NFT exchanges need to be an API-first product. There will be a single shared liquidity pool, accessible across many frontends. They will also be community-first products.
Establish a "trading platform-based" community activity space
People are very willing to hang out in various online spaces related to various communities. Examples include Discord servers, Reddit subreddits, Twitter, and Telegram, to name a few. But these experiences are incoherent. People communicate on one channel, often only to regroup on another. There is little shared state between these community instances.
There are two ways to effectively connect these spaces together: games and NFT markets. People will talk about the game outside of the game, and then get into the game and play it. Similarly, they will learn what the NFT community is doing on social channels, and then go to the NFT market to complete the transaction.
Communities cannot gather in one place forever. At the very least, there will always be a Twitter-like global flow rather than a specific community. Therefore, the community will want to embed their marketplace in products like Twitter, in addition to products like Reddit and Discord. So, on top of that, the NFT marketplaces that power these communities are API-first. It should be a marketplace that can run in other UIs.
A key question we should think about is what will the main domain name (like in the previous example, say bayc.com) mean? In my opinion, bayc.com should be the aggregator of the community event space and the main user interface of that community marketplace.
When you go to bayc.com, you should see
Trailer for a new film under the BAYC brand;
Live broadcasts from prominent community members in the BAYC Metaverse;
Highlights from recent community events and more.

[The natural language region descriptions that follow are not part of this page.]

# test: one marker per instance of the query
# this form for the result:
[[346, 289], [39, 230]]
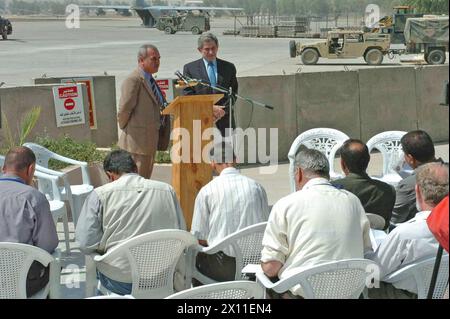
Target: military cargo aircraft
[[150, 14]]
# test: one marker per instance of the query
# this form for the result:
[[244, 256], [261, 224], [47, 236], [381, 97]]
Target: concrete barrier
[[18, 100], [387, 100], [431, 116]]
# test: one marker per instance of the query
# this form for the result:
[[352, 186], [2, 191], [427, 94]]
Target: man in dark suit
[[215, 71], [376, 196], [418, 148]]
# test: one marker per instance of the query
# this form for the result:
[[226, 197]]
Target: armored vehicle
[[343, 44], [5, 28], [187, 21], [427, 35]]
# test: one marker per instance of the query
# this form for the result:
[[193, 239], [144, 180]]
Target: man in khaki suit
[[139, 111]]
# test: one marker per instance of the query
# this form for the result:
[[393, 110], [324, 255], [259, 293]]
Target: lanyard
[[12, 180]]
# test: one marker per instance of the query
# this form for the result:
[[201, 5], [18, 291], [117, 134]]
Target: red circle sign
[[69, 104]]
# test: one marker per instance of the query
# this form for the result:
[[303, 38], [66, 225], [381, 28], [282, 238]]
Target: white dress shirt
[[408, 242], [227, 204], [318, 224]]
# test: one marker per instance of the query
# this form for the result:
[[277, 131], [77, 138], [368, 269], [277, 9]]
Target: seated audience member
[[318, 223], [25, 215], [418, 149], [128, 206], [412, 240], [225, 205], [376, 196]]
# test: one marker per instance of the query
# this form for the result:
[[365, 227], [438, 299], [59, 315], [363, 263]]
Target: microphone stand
[[231, 98]]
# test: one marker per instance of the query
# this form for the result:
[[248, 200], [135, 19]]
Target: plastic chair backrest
[[246, 244], [326, 140], [153, 257], [240, 289], [342, 279], [376, 221], [15, 262], [43, 156], [388, 143], [421, 272]]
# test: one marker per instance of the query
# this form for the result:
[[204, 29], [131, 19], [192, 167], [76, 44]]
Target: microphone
[[185, 81]]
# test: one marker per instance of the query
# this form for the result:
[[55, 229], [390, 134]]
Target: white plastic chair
[[241, 289], [326, 140], [376, 221], [246, 245], [78, 193], [343, 279], [15, 262], [421, 272], [57, 206], [388, 143], [152, 257]]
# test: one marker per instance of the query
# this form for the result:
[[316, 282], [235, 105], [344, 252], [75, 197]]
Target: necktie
[[212, 74], [156, 91]]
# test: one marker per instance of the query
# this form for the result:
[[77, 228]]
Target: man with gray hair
[[128, 206], [139, 114], [412, 240], [316, 224], [217, 72], [225, 205]]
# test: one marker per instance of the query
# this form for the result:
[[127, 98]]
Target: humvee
[[344, 44], [5, 28], [195, 23]]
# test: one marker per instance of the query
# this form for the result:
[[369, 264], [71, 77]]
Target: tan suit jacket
[[138, 116]]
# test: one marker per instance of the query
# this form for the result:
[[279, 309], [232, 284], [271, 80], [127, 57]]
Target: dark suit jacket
[[376, 196], [226, 78]]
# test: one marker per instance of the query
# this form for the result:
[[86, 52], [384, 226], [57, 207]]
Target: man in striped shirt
[[227, 204]]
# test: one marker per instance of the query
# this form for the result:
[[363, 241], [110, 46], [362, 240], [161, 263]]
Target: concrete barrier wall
[[15, 102], [328, 99], [275, 91], [360, 103], [105, 106], [432, 117], [387, 100]]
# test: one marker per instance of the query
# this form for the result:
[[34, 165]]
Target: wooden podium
[[189, 176]]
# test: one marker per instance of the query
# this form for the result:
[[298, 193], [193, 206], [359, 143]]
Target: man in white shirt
[[225, 205], [318, 223], [412, 240], [129, 206]]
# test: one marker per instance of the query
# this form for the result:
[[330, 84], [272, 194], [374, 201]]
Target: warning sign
[[69, 108]]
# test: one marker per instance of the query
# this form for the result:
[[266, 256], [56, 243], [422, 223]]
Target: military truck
[[5, 28], [427, 35], [187, 21], [343, 44]]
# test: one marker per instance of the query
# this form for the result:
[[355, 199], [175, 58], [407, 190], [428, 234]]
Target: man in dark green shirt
[[376, 196]]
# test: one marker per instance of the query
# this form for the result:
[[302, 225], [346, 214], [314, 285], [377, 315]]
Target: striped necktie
[[156, 91], [212, 74]]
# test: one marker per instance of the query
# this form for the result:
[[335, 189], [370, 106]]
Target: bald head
[[355, 156], [432, 182]]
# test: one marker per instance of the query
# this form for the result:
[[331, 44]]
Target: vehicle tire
[[195, 30], [374, 57], [310, 56], [168, 30], [292, 49], [436, 57]]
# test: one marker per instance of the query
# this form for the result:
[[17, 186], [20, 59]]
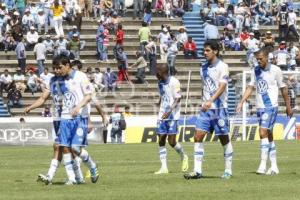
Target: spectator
[[21, 54], [57, 18], [31, 38], [5, 81], [119, 39], [45, 78], [40, 54], [163, 38], [32, 82], [116, 131], [141, 66], [74, 47], [46, 112], [144, 36], [122, 65], [41, 21], [110, 80], [171, 56], [127, 112], [152, 53], [181, 38], [138, 9], [211, 31], [100, 40], [19, 80], [190, 49], [282, 57], [49, 44], [148, 11], [27, 20], [14, 97]]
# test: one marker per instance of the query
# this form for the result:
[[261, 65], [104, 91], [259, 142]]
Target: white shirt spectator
[[40, 51], [6, 79], [32, 37]]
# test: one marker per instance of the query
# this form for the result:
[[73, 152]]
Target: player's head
[[211, 50], [61, 65], [262, 57], [162, 72]]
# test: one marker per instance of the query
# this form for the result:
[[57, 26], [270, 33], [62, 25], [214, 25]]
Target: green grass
[[127, 173]]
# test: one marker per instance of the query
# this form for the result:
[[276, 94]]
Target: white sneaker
[[272, 171], [162, 171]]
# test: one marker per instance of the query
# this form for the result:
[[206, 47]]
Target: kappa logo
[[262, 86]]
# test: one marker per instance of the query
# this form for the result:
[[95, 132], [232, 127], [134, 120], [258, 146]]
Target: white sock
[[264, 150], [163, 157], [52, 169], [178, 148], [198, 157], [68, 162], [228, 153], [77, 169], [87, 160], [272, 155]]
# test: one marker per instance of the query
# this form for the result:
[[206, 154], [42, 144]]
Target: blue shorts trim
[[267, 117], [213, 120], [167, 127]]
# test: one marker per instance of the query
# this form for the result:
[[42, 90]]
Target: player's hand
[[166, 115], [239, 108], [206, 106], [27, 110], [289, 112], [75, 111]]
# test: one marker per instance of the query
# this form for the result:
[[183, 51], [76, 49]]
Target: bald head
[[162, 71]]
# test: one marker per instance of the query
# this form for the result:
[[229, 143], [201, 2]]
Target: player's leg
[[203, 126], [177, 146], [221, 127]]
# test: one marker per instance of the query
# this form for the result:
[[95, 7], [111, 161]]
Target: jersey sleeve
[[279, 79], [224, 74]]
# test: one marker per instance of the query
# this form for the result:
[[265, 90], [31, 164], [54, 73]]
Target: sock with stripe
[[198, 157], [68, 162], [53, 168], [87, 160], [228, 153], [163, 157]]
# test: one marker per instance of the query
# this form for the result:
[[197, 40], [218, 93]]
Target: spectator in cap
[[40, 54], [27, 20], [31, 38], [41, 21], [21, 54]]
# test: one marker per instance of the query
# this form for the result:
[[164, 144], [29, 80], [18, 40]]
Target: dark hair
[[77, 63], [61, 60], [214, 45], [264, 51]]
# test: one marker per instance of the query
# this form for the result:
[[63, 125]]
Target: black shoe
[[192, 175]]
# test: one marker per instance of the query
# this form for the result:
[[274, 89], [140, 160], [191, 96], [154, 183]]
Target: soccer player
[[52, 90], [169, 113], [267, 78], [77, 93], [213, 115]]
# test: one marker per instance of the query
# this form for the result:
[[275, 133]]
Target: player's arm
[[39, 102], [246, 95]]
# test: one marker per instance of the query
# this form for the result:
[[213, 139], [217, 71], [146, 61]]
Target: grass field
[[127, 173]]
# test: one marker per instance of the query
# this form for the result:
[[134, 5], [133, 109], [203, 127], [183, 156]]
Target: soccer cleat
[[226, 176], [94, 174], [193, 175], [261, 171], [69, 182], [185, 163], [162, 171], [273, 171], [45, 179]]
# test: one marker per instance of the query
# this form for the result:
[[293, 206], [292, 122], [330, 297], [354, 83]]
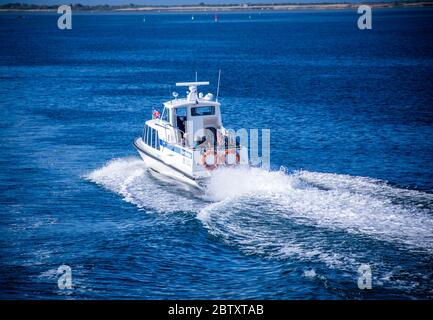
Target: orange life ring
[[233, 151], [203, 162]]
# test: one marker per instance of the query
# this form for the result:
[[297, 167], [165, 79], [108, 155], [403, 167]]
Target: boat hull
[[165, 169]]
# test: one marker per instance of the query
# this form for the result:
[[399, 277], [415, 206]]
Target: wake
[[261, 211]]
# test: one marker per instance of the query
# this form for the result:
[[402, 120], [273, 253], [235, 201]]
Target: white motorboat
[[187, 141]]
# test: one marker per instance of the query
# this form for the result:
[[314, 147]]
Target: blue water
[[351, 119]]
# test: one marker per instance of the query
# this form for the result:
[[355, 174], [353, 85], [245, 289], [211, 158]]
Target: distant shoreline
[[212, 8]]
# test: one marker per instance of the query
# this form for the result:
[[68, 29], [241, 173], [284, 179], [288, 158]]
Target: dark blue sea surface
[[351, 119]]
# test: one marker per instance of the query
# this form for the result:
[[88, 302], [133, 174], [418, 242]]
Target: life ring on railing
[[203, 162], [232, 152]]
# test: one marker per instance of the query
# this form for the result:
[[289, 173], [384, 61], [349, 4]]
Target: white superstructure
[[188, 141]]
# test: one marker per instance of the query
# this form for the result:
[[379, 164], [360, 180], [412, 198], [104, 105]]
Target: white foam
[[129, 178], [251, 207]]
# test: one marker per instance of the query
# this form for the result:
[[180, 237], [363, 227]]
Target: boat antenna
[[218, 87]]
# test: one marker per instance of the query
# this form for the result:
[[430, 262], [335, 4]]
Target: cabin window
[[203, 111], [181, 114], [165, 115], [148, 132], [144, 133]]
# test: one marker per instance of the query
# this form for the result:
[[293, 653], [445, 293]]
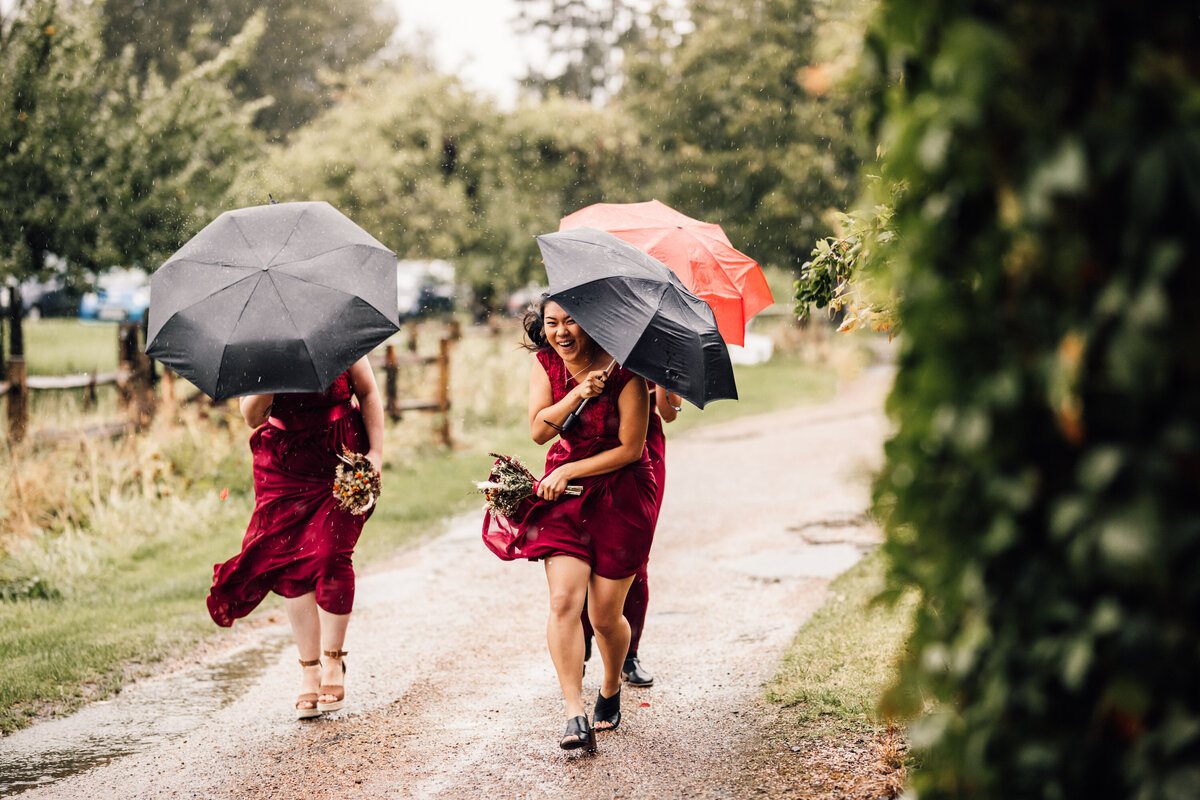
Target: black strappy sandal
[[607, 710], [585, 734]]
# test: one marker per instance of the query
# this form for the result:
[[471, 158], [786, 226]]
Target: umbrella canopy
[[639, 312], [699, 252], [281, 298]]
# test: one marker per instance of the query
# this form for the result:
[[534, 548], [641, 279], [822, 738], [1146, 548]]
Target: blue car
[[120, 295]]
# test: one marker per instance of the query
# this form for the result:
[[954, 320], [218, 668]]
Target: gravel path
[[451, 692]]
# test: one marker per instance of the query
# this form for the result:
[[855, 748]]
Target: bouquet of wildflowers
[[509, 483], [355, 483]]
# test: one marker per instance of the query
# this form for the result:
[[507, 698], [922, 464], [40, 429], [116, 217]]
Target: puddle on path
[[143, 715], [804, 561]]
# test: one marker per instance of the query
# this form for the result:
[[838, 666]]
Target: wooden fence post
[[443, 397], [18, 400], [126, 361], [89, 392], [168, 385], [391, 383]]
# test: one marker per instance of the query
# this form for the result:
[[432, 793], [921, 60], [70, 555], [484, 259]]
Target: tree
[[304, 48], [1039, 489], [756, 137], [588, 41], [432, 170], [96, 166]]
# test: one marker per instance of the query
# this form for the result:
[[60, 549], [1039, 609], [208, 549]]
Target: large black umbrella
[[279, 298], [640, 312]]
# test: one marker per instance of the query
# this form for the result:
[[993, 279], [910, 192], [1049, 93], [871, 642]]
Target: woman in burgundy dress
[[665, 407], [299, 542], [592, 545]]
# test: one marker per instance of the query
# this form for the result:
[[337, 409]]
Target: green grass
[[844, 657], [127, 531], [66, 347]]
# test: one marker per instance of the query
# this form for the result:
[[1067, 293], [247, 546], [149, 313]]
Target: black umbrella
[[640, 312], [279, 298]]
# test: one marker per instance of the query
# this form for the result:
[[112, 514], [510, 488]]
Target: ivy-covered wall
[[1043, 485]]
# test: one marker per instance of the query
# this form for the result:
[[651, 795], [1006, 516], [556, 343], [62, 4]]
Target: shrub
[[1041, 486]]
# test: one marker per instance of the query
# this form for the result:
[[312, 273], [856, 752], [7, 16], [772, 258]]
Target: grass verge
[[822, 737], [108, 581]]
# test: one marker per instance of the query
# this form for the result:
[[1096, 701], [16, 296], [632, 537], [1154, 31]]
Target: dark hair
[[534, 325]]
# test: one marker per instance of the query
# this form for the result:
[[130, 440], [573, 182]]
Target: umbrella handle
[[573, 419]]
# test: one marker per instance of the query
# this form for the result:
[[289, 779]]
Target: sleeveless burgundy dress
[[298, 540], [611, 524]]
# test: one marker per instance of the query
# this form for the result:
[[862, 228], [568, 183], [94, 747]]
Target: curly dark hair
[[535, 329]]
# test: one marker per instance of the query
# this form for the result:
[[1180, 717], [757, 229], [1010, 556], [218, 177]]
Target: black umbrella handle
[[573, 419]]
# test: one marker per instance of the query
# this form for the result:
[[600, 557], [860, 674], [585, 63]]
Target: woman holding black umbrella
[[300, 542], [593, 543]]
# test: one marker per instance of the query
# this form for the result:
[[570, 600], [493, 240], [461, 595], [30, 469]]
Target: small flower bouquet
[[509, 483], [355, 483]]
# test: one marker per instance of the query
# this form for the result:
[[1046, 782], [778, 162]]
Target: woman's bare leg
[[333, 637], [606, 599], [568, 582], [306, 632]]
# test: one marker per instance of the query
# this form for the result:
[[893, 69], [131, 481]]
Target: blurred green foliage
[[1041, 488], [306, 47], [99, 166], [847, 274], [756, 133], [437, 172]]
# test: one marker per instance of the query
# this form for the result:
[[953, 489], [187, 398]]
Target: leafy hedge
[[1043, 485]]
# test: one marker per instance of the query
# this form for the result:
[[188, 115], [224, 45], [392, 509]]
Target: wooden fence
[[141, 389]]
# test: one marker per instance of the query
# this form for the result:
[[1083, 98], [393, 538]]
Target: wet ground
[[450, 689]]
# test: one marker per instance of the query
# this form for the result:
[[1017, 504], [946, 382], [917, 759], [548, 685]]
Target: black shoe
[[607, 710], [585, 735], [635, 674]]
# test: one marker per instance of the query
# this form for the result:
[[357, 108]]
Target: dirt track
[[451, 692]]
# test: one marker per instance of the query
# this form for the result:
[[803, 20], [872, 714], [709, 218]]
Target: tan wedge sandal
[[310, 697], [337, 691]]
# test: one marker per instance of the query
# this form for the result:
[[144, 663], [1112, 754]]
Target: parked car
[[54, 298], [424, 288], [121, 295]]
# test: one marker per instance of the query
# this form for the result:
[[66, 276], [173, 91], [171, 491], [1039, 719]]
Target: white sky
[[471, 38]]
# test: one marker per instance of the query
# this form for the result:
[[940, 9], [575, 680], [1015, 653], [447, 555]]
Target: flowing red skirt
[[610, 525], [298, 540]]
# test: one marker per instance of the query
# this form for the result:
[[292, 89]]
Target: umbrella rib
[[295, 227], [322, 254], [237, 224]]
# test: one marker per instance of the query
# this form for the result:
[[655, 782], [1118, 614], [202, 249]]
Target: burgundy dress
[[611, 524], [298, 540]]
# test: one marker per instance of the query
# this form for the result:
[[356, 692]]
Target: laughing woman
[[591, 545]]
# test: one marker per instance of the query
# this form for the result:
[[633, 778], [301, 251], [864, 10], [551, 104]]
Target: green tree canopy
[[433, 170], [304, 48], [749, 145], [589, 40], [97, 166]]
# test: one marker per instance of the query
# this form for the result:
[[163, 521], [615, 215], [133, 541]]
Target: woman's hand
[[593, 385], [376, 459], [553, 485]]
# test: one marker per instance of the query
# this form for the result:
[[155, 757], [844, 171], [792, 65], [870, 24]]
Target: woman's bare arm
[[256, 408], [371, 404], [666, 403], [544, 410], [634, 407]]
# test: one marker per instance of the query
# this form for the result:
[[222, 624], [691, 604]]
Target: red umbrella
[[699, 252]]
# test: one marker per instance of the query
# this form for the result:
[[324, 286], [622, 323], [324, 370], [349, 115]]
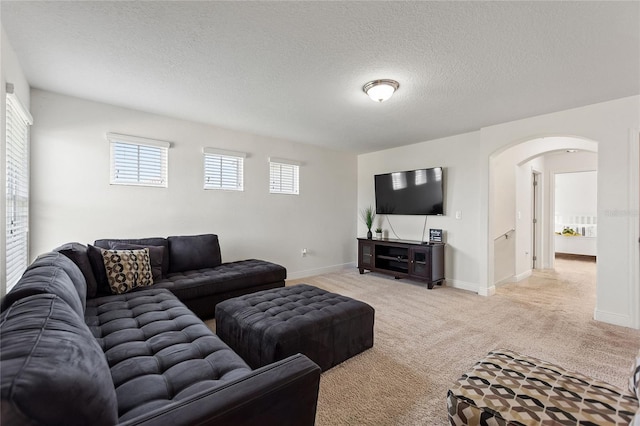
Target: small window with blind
[[223, 169], [284, 176], [138, 161], [18, 121]]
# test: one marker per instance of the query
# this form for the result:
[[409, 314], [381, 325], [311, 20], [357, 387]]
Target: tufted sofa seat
[[157, 350], [136, 358], [270, 325], [203, 289]]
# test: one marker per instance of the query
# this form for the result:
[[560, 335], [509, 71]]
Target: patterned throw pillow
[[127, 269]]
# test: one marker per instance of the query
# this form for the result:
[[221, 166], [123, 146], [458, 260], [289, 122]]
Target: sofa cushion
[[225, 278], [53, 370], [51, 273], [156, 254], [144, 242], [99, 272], [192, 252], [127, 269], [158, 350], [79, 255]]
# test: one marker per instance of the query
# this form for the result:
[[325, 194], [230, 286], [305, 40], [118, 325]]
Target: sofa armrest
[[282, 393]]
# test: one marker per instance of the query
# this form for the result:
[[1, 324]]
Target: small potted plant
[[379, 233], [368, 214]]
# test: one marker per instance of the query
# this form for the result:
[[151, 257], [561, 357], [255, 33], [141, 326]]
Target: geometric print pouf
[[506, 388]]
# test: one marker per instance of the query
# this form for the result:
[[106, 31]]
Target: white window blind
[[284, 176], [223, 169], [18, 120], [138, 161]]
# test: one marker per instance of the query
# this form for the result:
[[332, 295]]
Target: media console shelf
[[403, 259]]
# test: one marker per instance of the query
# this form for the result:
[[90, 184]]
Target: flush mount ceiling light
[[380, 90]]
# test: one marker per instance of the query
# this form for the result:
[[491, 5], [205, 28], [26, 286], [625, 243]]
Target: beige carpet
[[425, 339]]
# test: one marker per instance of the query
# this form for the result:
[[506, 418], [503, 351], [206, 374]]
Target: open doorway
[[522, 180]]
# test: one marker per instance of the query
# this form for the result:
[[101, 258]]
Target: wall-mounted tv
[[415, 192]]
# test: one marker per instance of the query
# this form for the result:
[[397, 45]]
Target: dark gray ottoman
[[270, 325]]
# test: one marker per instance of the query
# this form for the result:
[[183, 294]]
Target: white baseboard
[[296, 275], [612, 318]]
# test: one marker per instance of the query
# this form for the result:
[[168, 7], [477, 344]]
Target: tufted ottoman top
[[157, 350], [269, 325]]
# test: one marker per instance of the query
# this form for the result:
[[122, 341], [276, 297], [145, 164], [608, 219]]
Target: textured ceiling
[[295, 70]]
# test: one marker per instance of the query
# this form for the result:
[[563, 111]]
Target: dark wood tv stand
[[403, 259]]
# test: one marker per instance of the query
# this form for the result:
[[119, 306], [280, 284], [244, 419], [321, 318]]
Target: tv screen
[[416, 192]]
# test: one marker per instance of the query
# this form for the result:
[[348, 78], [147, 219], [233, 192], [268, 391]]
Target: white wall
[[73, 201], [458, 155], [576, 195], [614, 125], [10, 72]]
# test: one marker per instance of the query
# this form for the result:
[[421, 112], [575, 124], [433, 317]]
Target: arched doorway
[[521, 221]]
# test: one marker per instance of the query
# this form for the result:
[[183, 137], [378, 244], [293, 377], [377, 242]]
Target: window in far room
[[284, 176], [138, 161], [223, 169], [18, 121]]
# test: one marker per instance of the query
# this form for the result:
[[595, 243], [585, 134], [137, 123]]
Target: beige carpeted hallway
[[425, 339]]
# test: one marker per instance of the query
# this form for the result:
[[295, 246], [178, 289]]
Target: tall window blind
[[18, 121], [138, 161], [284, 176], [223, 169]]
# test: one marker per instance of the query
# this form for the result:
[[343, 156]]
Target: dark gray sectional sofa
[[140, 357], [189, 266]]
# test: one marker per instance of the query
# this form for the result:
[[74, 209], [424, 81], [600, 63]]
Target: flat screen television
[[415, 192]]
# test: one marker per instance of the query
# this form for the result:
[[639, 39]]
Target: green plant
[[368, 214]]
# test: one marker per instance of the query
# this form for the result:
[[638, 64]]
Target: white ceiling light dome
[[380, 90]]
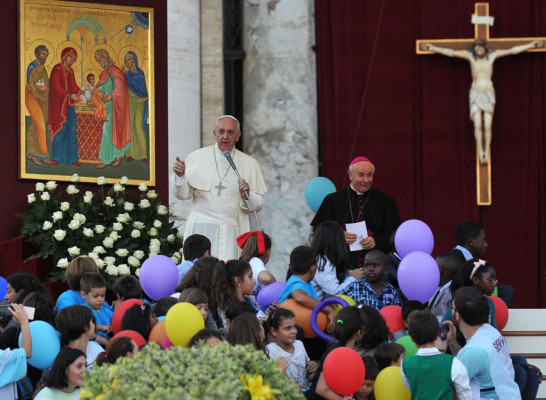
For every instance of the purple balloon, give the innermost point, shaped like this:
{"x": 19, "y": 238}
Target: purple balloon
{"x": 158, "y": 276}
{"x": 418, "y": 276}
{"x": 269, "y": 294}
{"x": 326, "y": 302}
{"x": 413, "y": 235}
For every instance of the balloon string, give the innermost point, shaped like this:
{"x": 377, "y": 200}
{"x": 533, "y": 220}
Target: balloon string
{"x": 365, "y": 94}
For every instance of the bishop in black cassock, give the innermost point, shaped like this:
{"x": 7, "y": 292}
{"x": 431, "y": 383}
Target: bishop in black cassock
{"x": 359, "y": 202}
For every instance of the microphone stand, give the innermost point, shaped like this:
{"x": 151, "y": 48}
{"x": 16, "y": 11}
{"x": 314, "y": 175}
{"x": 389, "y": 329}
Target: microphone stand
{"x": 248, "y": 197}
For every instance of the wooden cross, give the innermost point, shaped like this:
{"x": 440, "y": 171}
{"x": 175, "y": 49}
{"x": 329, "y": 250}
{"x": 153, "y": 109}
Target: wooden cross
{"x": 219, "y": 187}
{"x": 481, "y": 21}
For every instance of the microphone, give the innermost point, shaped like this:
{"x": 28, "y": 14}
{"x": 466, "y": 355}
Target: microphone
{"x": 230, "y": 161}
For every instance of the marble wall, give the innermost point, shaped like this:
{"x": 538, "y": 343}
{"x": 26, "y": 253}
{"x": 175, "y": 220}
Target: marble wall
{"x": 280, "y": 109}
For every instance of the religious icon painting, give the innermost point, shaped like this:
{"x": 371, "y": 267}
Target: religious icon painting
{"x": 86, "y": 91}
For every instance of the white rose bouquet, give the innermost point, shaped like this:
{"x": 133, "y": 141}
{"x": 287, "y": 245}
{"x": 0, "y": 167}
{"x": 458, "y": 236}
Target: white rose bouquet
{"x": 119, "y": 227}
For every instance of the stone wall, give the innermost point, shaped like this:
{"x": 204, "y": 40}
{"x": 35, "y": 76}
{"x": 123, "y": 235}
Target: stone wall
{"x": 280, "y": 123}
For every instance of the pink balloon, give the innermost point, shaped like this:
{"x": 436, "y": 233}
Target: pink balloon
{"x": 418, "y": 276}
{"x": 166, "y": 343}
{"x": 413, "y": 235}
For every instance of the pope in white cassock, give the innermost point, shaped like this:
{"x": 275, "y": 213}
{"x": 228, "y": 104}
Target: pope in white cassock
{"x": 220, "y": 209}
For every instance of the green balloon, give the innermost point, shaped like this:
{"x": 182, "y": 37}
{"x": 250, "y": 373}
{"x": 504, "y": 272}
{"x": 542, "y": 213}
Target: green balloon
{"x": 410, "y": 347}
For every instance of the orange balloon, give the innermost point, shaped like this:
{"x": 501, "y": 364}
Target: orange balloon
{"x": 303, "y": 317}
{"x": 158, "y": 333}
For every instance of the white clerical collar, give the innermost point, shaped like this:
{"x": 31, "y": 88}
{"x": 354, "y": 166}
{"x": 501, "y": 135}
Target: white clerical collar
{"x": 221, "y": 153}
{"x": 356, "y": 191}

Commercial elements should be naturally embedded in the entire website, and the content itself can be adaptively adjusted according to the user's interaction records on the chain and current assets.
Of all the Web2 products in vogue today, perhaps the closest to the vision I've described is Twitch. However, Twitch is not community-centric enough, and clearly not designed to scale to support the aforementioned diversity and nuance.
As the community grows, management also becomes more and more complex. And this naturally brings more challenges and more opportunities. At the same time, the truly general-purpose NFT market will naturally lose its competitiveness. After all, different communities must need differentiated and personalized presentations.